Today i tried to optimize the sorting program that Diomidis Spinellis first wrote, in an attempt to provoke thoughts regarding the efficiency of Java and C++. The original article is here and a second attempt to optimize it by me. My implementation was significantly faster, but as Diomidis Spinellis stated in the second post, the second program does not have the same properties as the first one.

I started the optimization attempt timing the original programs, the C++ (g++ -O3 SortInt.cpp).
nefarian:~/test bkarak$ make benchmark
time ./SortInt
2147480553
1716679741
1288671507
858361834
428390130
-277624
-429954625
-859625580
-1288566623
-1718347631
	        
1.51 real         1.47 user         0.03 sys
	
time java SortInt
-2147480515
-1718341395
-1288561118
-859625208
-429952243
-269290
428394700
858362557
1288674589
1716691491

3.22 real         3.09 user         0.12 sys
The benchmarking environment is a macbook pro with Mac OS X (10.4), 2GB of RAM and a dual core 2 duo. We can initially notice that the java program has almost 100% user time and 400% system time. The initial programs are here for Java and C++.
When i did basic profiling on the Java implementation, i discovered that the 79% of the execution time was spent on the TreeSet. So, my initial approach was the replacement of the TreeSet and create a CustomSet. You can find the code here (SortIntNew) (all the code in one tar can be found here) and the benchmarking results follow:
time ./SortInt
2147480553
1716679741
1288671507
858361834
428390130
-277624
-429954625
-859625580
-1288566623
-1718347631

1.54 real         1.47 user         0.04 sys

time java SortInt
-2147480515
-1718341395
-1288561118
-859625208
-429952243
-269290
428394700
858362557
1288674589
1716691491

3.22 real         3.08 user         0.12 sys

time java SortIntNew
-2147480515
-1718341395
-1288561118
-859625208
-429952243
-269290
428394700
858362557
1288674589
1716691491

1.37 real         1.23 user         0.09 sys
ha! The Java implementation is now faster than the C++ one and has the same abstract characteristics (the problem found in my first approach). I believe that with a little more code tweaking we can get even more better results, but i think the point was exhibited adequately in this case.
I agree that in Java, you really have to know what you are doing to avoid pitfalls (usage of TreeSet in this case) and bad performance, but i cannot accept that C++ is faster than Java in everything ... and remember ...

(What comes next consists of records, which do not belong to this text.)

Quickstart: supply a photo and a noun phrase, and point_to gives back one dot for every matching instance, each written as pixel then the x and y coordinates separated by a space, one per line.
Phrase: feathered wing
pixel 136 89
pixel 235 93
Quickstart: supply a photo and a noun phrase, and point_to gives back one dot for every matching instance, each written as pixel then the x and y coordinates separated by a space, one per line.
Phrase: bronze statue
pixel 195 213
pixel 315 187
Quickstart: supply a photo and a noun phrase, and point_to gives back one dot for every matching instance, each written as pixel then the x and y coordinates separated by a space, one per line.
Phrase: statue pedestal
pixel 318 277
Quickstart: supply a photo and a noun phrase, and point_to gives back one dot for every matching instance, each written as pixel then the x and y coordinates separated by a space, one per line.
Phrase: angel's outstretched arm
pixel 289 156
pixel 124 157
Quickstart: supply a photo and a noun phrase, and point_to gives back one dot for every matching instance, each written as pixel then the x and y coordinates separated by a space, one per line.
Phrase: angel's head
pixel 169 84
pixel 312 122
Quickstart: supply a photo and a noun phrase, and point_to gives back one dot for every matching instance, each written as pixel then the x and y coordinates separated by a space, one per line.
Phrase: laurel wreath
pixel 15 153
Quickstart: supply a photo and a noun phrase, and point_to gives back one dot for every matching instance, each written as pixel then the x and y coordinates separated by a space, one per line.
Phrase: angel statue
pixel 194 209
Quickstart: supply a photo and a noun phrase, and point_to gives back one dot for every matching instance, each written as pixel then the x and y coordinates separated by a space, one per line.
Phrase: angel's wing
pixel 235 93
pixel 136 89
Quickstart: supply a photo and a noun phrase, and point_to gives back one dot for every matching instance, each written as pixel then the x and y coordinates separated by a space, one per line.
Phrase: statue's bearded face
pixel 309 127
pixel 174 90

"We should forget about small efficiencies, say about 97% of the time: premature optimization is the root of all evil." (Knuth, Donald. Structured Programming with go to Statements, ACM Journal Computing Surveys, Vol 6, No. 4, Dec. 1974. p.268.)

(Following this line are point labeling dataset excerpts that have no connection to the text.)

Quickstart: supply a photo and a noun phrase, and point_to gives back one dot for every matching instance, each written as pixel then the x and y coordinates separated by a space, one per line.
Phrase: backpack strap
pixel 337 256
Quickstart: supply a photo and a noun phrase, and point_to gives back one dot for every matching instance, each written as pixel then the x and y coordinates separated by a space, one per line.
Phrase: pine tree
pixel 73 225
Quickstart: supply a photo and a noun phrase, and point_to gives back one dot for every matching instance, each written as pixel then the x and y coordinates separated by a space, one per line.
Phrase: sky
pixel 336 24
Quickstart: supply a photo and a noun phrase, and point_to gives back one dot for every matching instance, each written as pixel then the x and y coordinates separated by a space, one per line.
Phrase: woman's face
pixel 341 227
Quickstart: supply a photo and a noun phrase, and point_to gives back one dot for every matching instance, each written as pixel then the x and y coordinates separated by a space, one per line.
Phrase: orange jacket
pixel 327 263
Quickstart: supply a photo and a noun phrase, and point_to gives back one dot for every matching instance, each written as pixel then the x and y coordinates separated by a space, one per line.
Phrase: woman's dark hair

Post Update (10/11/2007 21:40)

Later the same day i received an e-mail from Diomidis Spinellis and George Gousios pointing out the following:
  1. That i "cheat" using the sort only before i get the iterator
  2. That the CustomSet is not a Set allowing duplicates among others
In addition, Diomidis Spinellis listed the complexity guarantees of the STL's Set container, which are:
Complexity guarantees
---------------------
key_comp() and value_comp() are constant time.

Erase element is constant time.

Erase key is O(log(size()) + count(k)).

Erase range is O(log(size()) + N), where N is the length of the range.

Find is logarithmic.

Count is O(log(size()) + count(k)).

Lower bound, upper bound, and equal range are logarithmic.

Invariants
----------
1. Definition of value_comp: If t1 and t2 are objects of type X::value_type and k1 
and k2 are the keys associated with those objects, then a.value_comp() returns 
a function object such that a.value_comp()(t1, t2) is equivalent to a.key_comp()(k1, k2).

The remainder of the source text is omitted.